A study found that about 35 percent of newly published websites since ChatGPT appeared in 2022 may have been generated by artificial intelligence (AI) or written with AI assistance.
Japan's ITmedia reported on May 11 that researchers at Imperial College London, the U.S. non-profit Internet Archive and Stanford University published a paper titled "The Impact of AI-Generated Text on the Internet".
The researchers analysed websites published from August 2022 to May 2025. The study used the Internet Archive's web preservation service, the Wayback Machine. To avoid concentrating on specific domains, the team randomly sampled about 10,000 URLs each month, extracted page text and classified it using an AI text detector.
After prior comparisons, the detection tool selected was Pangram v3. The researchers explained that the tool showed consistently high accuracy across long and short texts, different models such as GPT, Claude and Gemini, and multiple languages. They then analysed the text in three categories: fully AI-generated, human-written with AI assistance, and fully human-written.

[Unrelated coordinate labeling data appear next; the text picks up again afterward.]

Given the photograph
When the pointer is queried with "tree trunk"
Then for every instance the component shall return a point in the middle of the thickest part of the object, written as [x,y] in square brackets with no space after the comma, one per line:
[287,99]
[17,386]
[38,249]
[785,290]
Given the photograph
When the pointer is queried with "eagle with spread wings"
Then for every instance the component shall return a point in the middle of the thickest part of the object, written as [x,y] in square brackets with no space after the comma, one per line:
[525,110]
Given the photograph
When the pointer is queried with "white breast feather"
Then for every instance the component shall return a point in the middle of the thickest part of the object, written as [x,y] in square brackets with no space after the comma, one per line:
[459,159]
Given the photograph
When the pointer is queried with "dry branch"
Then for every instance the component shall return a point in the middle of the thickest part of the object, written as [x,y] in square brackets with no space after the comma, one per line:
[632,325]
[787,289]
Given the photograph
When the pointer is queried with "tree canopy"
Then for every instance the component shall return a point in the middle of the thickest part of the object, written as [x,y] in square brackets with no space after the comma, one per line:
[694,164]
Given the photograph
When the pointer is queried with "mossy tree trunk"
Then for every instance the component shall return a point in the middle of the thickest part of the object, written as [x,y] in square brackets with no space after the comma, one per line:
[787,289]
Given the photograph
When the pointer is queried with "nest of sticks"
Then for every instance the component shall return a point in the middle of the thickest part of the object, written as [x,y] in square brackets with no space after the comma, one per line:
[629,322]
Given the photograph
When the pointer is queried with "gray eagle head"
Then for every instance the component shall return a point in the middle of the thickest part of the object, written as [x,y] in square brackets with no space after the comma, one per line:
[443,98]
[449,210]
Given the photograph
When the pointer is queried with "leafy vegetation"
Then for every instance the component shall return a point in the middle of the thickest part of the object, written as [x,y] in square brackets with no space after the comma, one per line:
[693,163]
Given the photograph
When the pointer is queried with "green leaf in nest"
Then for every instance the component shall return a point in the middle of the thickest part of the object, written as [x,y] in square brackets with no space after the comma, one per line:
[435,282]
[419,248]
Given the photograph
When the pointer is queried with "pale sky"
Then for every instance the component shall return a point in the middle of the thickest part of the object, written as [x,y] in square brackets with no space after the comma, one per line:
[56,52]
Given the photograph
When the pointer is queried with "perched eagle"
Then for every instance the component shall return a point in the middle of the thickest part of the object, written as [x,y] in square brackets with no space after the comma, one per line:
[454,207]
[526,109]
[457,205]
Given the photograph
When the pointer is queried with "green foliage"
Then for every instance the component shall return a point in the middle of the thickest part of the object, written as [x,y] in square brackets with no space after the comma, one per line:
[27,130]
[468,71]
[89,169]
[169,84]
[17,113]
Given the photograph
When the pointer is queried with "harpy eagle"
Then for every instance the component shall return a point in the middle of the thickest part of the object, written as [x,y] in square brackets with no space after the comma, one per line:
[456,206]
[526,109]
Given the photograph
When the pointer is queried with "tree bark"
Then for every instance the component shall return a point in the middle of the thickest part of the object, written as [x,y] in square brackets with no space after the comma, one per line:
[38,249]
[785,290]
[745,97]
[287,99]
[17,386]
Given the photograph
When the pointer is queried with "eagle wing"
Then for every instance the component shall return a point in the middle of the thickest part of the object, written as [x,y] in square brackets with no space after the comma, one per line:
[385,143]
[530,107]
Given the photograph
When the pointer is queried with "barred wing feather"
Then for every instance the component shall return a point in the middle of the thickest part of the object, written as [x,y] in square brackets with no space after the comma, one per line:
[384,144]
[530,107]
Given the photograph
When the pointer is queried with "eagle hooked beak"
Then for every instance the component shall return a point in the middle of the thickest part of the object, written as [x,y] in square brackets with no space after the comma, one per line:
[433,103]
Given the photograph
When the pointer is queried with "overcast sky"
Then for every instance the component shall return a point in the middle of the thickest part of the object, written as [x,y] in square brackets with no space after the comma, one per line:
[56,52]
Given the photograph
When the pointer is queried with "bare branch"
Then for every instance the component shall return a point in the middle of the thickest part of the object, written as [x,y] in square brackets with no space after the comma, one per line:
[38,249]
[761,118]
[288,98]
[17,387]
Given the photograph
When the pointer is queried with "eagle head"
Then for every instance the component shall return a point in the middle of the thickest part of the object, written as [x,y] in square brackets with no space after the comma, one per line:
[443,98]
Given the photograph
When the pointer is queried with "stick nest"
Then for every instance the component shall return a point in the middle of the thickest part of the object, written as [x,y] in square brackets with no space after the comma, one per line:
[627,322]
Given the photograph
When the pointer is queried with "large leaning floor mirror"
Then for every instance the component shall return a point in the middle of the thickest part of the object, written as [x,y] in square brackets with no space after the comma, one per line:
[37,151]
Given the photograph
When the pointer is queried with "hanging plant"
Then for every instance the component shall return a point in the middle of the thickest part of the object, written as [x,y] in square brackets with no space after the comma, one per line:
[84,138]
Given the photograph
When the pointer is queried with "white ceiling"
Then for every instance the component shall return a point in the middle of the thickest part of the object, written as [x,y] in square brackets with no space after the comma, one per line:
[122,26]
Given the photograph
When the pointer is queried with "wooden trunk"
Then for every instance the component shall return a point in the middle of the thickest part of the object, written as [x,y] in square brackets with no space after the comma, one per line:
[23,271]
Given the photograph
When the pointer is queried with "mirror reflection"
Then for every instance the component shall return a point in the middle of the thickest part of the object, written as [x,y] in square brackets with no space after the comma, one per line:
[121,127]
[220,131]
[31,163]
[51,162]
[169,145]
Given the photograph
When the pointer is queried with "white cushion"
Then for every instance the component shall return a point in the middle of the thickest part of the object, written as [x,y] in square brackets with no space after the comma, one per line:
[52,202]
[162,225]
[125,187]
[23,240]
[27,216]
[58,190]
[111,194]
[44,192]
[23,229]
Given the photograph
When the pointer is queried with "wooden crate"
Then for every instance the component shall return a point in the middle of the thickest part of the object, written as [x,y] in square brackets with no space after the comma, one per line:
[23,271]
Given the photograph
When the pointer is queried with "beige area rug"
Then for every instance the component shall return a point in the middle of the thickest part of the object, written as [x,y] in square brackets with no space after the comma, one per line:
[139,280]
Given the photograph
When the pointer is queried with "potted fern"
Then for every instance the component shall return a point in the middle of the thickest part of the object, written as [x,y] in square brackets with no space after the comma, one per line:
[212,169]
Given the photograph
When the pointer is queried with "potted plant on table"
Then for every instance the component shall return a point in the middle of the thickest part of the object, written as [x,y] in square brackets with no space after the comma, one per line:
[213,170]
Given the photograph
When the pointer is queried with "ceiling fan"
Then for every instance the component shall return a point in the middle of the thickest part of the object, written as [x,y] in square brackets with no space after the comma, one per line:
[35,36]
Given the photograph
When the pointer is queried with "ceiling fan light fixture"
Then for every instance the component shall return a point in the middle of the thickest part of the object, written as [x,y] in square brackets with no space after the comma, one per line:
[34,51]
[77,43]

The focus was not only the share of AI-written text. The researchers viewed a gap between changes in actual internet text and user perceptions. In a survey, many respondents voiced concern, saying, "AI has increased misinformation," and "unique personal writing styles are disappearing and similar writing is increasing."
However, a large-scale analysis of web text found no evidence that factual accuracy had noticeably worsened across the internet as a whole. The researchers also viewed the uniformity of writing style as not as clear-cut as people perceive it to be.
Instead, two changes appeared relatively clearly. One was a reduction in semantic diversity. The group of AI-generated websites had content similarity 33 percent higher than the group of human-written websites. The researchers explained that AI's tendency to avoid extreme views and provide average, inoffensive answers aligns with this result. This suggests the possibility that diverse perspectives and original ideas online could narrow.
The other change was an expansion of excessive positivity, called a "positivity shift." Positivity scores on sites involving AI generation were 107 percent higher than on human-written sites. The researchers viewed this as reflecting AI's tendency to choose overly bright, inoffensive expressions to avoid repelling users.
This led to an assessment that changes now seen on the internet are closer to a different direction than an explosive increase in misinformation. The researchers pointed out that the core of the crisis lies not in the spread of blatant lies or rumours but in an increase in AI-typical sentences that are "not bold and overly bright." They said online text is gradually shifting in an artificially, excessively wholesome direction.
This trend shows that generative AI is beginning to influence how expression works across the web, beyond serving as a simple writing aid. Going forward, it is emerging as a task to examine not only the volume of information created by AI but also what tone and perspective become fixed as a standard on the internet.